The Indian National Congress after dilly dallying for over three years since the beginning of the War finally launched the Quit India Movement against the British in 1942. The British immediately arrested the leaders like Gandhi, Nehru, Patel and also many other workers of the party and put them into jail. However, such had been the sufferings of the people due to constant levies in cash and kind from them to fund the War effort of the British that the whole of India erupted in a violent response to the call for revolt. Due to lack of leadership and prior preparedness for waging a concerted armed struggle for freedom, this spontaneous upsurge was soon quelled with the use of the armed forces including bombing by the airforce. But in East Midnapur a different story played itself out.
The Gandhians in East Midnapur initially undertook passive resistance and peaceful demonstrations against the British but this was mowed down by the armed forces and many including the matriarch Matangini Hazra were killed in police firing. Later the police and military forces resorted to looting and mass rape. This angered the Gandhians and they decided to jettison their non-violence and wage an underground violent struggle against the British. The region had for long had a very prosperous economy which was engaged in surplus trade with the rest of the world prior to the British occupation in the eighteenth century which had thereafter laid it waste. It was known in ancient times as Tamralipta.

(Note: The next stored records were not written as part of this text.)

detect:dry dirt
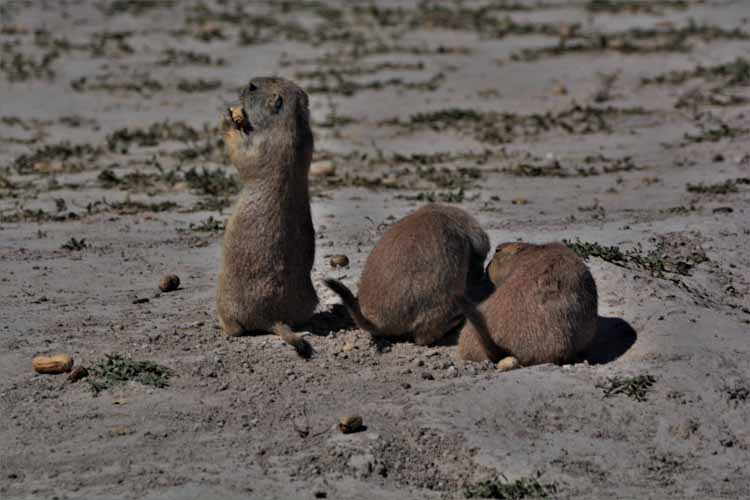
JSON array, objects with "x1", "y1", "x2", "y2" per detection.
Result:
[{"x1": 1, "y1": 1, "x2": 750, "y2": 499}]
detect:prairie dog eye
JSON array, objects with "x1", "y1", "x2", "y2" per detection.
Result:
[
  {"x1": 248, "y1": 82, "x2": 258, "y2": 91},
  {"x1": 271, "y1": 94, "x2": 283, "y2": 113}
]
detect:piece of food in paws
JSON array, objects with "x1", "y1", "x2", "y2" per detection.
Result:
[{"x1": 229, "y1": 106, "x2": 249, "y2": 133}]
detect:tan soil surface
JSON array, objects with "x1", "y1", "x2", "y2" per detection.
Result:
[{"x1": 1, "y1": 1, "x2": 749, "y2": 499}]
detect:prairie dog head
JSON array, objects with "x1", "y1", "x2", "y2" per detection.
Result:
[
  {"x1": 224, "y1": 77, "x2": 313, "y2": 181},
  {"x1": 486, "y1": 242, "x2": 533, "y2": 287}
]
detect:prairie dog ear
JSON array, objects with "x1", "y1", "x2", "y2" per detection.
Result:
[{"x1": 240, "y1": 81, "x2": 258, "y2": 101}]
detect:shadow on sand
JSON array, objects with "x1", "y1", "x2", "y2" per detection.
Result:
[
  {"x1": 299, "y1": 304, "x2": 355, "y2": 336},
  {"x1": 301, "y1": 298, "x2": 637, "y2": 365},
  {"x1": 583, "y1": 316, "x2": 637, "y2": 365}
]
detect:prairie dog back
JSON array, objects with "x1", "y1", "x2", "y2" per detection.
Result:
[
  {"x1": 459, "y1": 242, "x2": 598, "y2": 365},
  {"x1": 327, "y1": 204, "x2": 489, "y2": 346}
]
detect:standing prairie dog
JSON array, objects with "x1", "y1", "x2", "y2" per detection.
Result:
[
  {"x1": 458, "y1": 242, "x2": 598, "y2": 366},
  {"x1": 217, "y1": 77, "x2": 317, "y2": 357},
  {"x1": 325, "y1": 204, "x2": 490, "y2": 346}
]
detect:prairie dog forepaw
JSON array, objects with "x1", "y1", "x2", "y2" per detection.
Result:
[{"x1": 496, "y1": 356, "x2": 520, "y2": 372}]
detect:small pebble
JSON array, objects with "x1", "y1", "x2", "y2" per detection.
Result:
[
  {"x1": 339, "y1": 415, "x2": 363, "y2": 434},
  {"x1": 542, "y1": 154, "x2": 560, "y2": 169},
  {"x1": 559, "y1": 23, "x2": 576, "y2": 38},
  {"x1": 329, "y1": 255, "x2": 349, "y2": 268},
  {"x1": 381, "y1": 175, "x2": 400, "y2": 187},
  {"x1": 159, "y1": 274, "x2": 180, "y2": 292},
  {"x1": 552, "y1": 83, "x2": 568, "y2": 96},
  {"x1": 68, "y1": 366, "x2": 88, "y2": 382}
]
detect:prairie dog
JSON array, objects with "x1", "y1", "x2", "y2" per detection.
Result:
[
  {"x1": 326, "y1": 204, "x2": 490, "y2": 346},
  {"x1": 217, "y1": 77, "x2": 317, "y2": 357},
  {"x1": 458, "y1": 242, "x2": 598, "y2": 365}
]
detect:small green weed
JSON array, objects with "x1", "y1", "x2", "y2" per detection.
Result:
[
  {"x1": 61, "y1": 237, "x2": 87, "y2": 251},
  {"x1": 642, "y1": 57, "x2": 750, "y2": 86},
  {"x1": 684, "y1": 122, "x2": 747, "y2": 143},
  {"x1": 386, "y1": 104, "x2": 646, "y2": 144},
  {"x1": 598, "y1": 374, "x2": 656, "y2": 401},
  {"x1": 176, "y1": 78, "x2": 221, "y2": 93},
  {"x1": 87, "y1": 353, "x2": 171, "y2": 395},
  {"x1": 184, "y1": 167, "x2": 240, "y2": 197},
  {"x1": 465, "y1": 475, "x2": 556, "y2": 499},
  {"x1": 686, "y1": 180, "x2": 739, "y2": 194},
  {"x1": 12, "y1": 142, "x2": 102, "y2": 175},
  {"x1": 586, "y1": 0, "x2": 688, "y2": 14},
  {"x1": 564, "y1": 239, "x2": 625, "y2": 262},
  {"x1": 397, "y1": 187, "x2": 468, "y2": 203},
  {"x1": 188, "y1": 216, "x2": 226, "y2": 233},
  {"x1": 565, "y1": 239, "x2": 704, "y2": 277},
  {"x1": 106, "y1": 120, "x2": 204, "y2": 151},
  {"x1": 108, "y1": 198, "x2": 178, "y2": 214}
]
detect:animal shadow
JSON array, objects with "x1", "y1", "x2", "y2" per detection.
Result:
[
  {"x1": 299, "y1": 304, "x2": 356, "y2": 336},
  {"x1": 583, "y1": 316, "x2": 637, "y2": 365}
]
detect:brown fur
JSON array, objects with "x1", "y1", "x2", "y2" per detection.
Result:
[
  {"x1": 326, "y1": 204, "x2": 490, "y2": 346},
  {"x1": 458, "y1": 242, "x2": 598, "y2": 365},
  {"x1": 486, "y1": 242, "x2": 528, "y2": 287},
  {"x1": 217, "y1": 77, "x2": 317, "y2": 357}
]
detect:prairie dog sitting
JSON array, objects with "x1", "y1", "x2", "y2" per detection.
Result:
[
  {"x1": 326, "y1": 204, "x2": 490, "y2": 346},
  {"x1": 458, "y1": 242, "x2": 598, "y2": 365},
  {"x1": 217, "y1": 77, "x2": 317, "y2": 357}
]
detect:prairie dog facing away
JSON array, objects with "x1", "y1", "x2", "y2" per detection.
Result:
[
  {"x1": 217, "y1": 77, "x2": 317, "y2": 357},
  {"x1": 458, "y1": 242, "x2": 598, "y2": 366},
  {"x1": 325, "y1": 204, "x2": 490, "y2": 346}
]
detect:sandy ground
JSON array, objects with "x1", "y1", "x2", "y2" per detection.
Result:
[{"x1": 1, "y1": 1, "x2": 750, "y2": 498}]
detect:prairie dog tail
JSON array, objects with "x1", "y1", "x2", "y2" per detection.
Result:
[
  {"x1": 323, "y1": 279, "x2": 379, "y2": 334},
  {"x1": 455, "y1": 295, "x2": 506, "y2": 362},
  {"x1": 270, "y1": 323, "x2": 312, "y2": 359}
]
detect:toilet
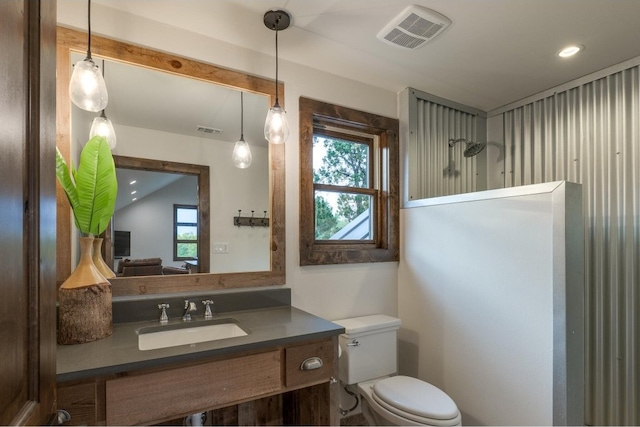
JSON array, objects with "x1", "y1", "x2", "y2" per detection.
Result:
[{"x1": 334, "y1": 314, "x2": 461, "y2": 426}]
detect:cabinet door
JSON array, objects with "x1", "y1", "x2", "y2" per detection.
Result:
[{"x1": 0, "y1": 1, "x2": 57, "y2": 425}]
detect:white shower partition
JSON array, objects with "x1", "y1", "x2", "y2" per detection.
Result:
[{"x1": 398, "y1": 181, "x2": 583, "y2": 426}]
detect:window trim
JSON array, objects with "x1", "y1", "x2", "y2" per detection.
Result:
[
  {"x1": 299, "y1": 97, "x2": 399, "y2": 265},
  {"x1": 173, "y1": 204, "x2": 198, "y2": 261}
]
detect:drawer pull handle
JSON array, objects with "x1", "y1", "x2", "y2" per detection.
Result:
[
  {"x1": 300, "y1": 356, "x2": 324, "y2": 371},
  {"x1": 347, "y1": 339, "x2": 360, "y2": 347}
]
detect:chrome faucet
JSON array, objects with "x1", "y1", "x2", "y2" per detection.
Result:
[
  {"x1": 182, "y1": 299, "x2": 197, "y2": 322},
  {"x1": 158, "y1": 303, "x2": 170, "y2": 324},
  {"x1": 202, "y1": 300, "x2": 214, "y2": 319}
]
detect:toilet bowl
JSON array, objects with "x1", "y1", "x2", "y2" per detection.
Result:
[
  {"x1": 334, "y1": 315, "x2": 461, "y2": 426},
  {"x1": 358, "y1": 376, "x2": 461, "y2": 426}
]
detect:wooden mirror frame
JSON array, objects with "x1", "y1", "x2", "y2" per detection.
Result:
[
  {"x1": 56, "y1": 27, "x2": 285, "y2": 296},
  {"x1": 106, "y1": 156, "x2": 211, "y2": 274}
]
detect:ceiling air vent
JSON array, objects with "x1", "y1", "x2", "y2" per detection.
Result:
[
  {"x1": 196, "y1": 125, "x2": 223, "y2": 135},
  {"x1": 377, "y1": 5, "x2": 451, "y2": 50}
]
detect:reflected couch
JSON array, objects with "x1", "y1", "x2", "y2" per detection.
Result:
[{"x1": 116, "y1": 258, "x2": 190, "y2": 276}]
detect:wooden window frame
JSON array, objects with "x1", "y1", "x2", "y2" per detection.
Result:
[
  {"x1": 299, "y1": 97, "x2": 399, "y2": 265},
  {"x1": 173, "y1": 204, "x2": 198, "y2": 261}
]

The rebels formed a parallel government naming it the Tamralipta Jatiya Sarkar (TJS) or National Government of Tamralipta and began their underground war against the British, killing informers, collaborators and government officials. Such was the support it garnered among the masses and especially women that it continued its struggle successfully, proving a thorn in the side of the British despite its leaders being apprehended from time to time and sent to jail. The struggle finally stopped only after Gandhi in 1946 advised the leaders to desist and court arrest instead, reprimanding them for straying from the path of non-violence.
This rebellion has been almost forgotten and there are very few scholarly treatises on it. Madhusree has extensively interviewed men and women participants of this rebellion who are now all very old and some have since expired, to piece together a fascinating account supported by secondary research. This account, which in the book plays itself out as a meta narrative juxtaposed to the grand narrative of Churchill's racism and imperialism, appealed to me much more than the latter. After all the heroism of the subalterns is much more inspiring than the skullduggery of scoundrels.
There has been criticism that Gandhi's non-violence had prolonged India's subordination to the British rather than having brought about independence. It has been argued that a more aggressive armed struggle that harnessed the spontaneous uprisings of the masses right from the time of the Non-Cooperation Movement in 1921would have forced the British to flee much earlier and not as they did eventually because they were unable anymore in the post World War Two situation to hold on to India. The description of the rebellion in East Midnapur bears this out. The rebellion could sustain itself because it systematically eliminated the informers and collaborators of the British and so the underground activists were able to largely avoid arrest and continue their armed struggle. The British were able to conquer India because of treachery on the part of Indians and they were later able to rule for such a long time because of the support they got from informers and collaborators. The TJS, however, were isolated as elsewhere there were no such organised armed struggles and so they could not increase their footprint. However, if the Indian National Congress had adopted a policy of armed struggle from the 1920s as meticulously planned as that of the TJS, then very soon the British would have had to pack their bags being bereft of local support in the form of informers and collaborators. In the event due to long years of vacuous non-violent rhetoric and participation in the fraud of limited self government introduced by the British through the Government of India Act of 1935, the Congress was in no position to take advantage of the golden opportunity provided by World War Two to get rid of the British. Much of the British war effort in fact in terms of men and materials was extracted from India.
Ultimately the freedom that we got was an ersatz one which favoured the very informers and collaborators of the British who came to rule over the masses who had suffered the most. They were left high and dry to be ruled by the former in a dispensation that even today reeks of British colonialism. The story might have been radically different if more Gandhians had turned to the systematic violence of armed struggle like those of East Midnapur did in 1942.